Aro coprì la distanza senza pause: dopo tutto, cosa aveva da temere? Le sagome massicce con i mantelli di un grigio più chiaro — i combattenti muscolosi, come Felix — erano a pochi metri di distanza. Jane e il suo dono incandescente avrebbero potuto scagliare a terra Edward, lasciandolo in preda a spasmi di sofferenza. Alec poteva accecarlo e assordarlo prima ancora che facesse un passo in direzione di Aro. Nessuno sapeva che avevo la forza di fermarli, nemmeno Edward.

Aro, con un sorriso imperturbabile, prese la mano di Edward. Chiuse gli occhi immediatamente, poi curvò le spalle sotto il peso di tante informazioni.

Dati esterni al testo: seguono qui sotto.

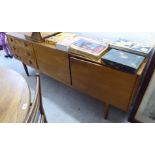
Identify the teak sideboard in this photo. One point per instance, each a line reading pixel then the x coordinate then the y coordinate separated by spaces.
pixel 111 86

Tutti i pensieri segreti, tutte le strategie, tutte le intuizioni, tutto ciò che Edward aveva sentito nelle menti che aveva avuto intorno durante l’ultimo mese, ora appartenevano ad Aro. E persino fatti più vecchi: tutte le visioni di Alice, tutti i momenti di armonia con la nostra famiglia, tutte le immagini nella testa di Renesmee, tutti i baci e tutti i contatti fra Edward e me... anche tutto questo ormai apparteneva ad Aro.

Sibilai per l’irritazione e lo scudo ne fu infastidito, cambiò forma e si contrasse intorno alle nostre linee.

«Tranquilla, Bella», mi sussurrò Zafrina.

Strinsi forte i denti.

Aro continuò a concentrarsi sui ricordi di Edward. Anche Edward chinò il capo, i muscoli del collo contratti mentre rileggeva tutto quello che Aro gli aveva sottratto e la reazione che provocava in lui.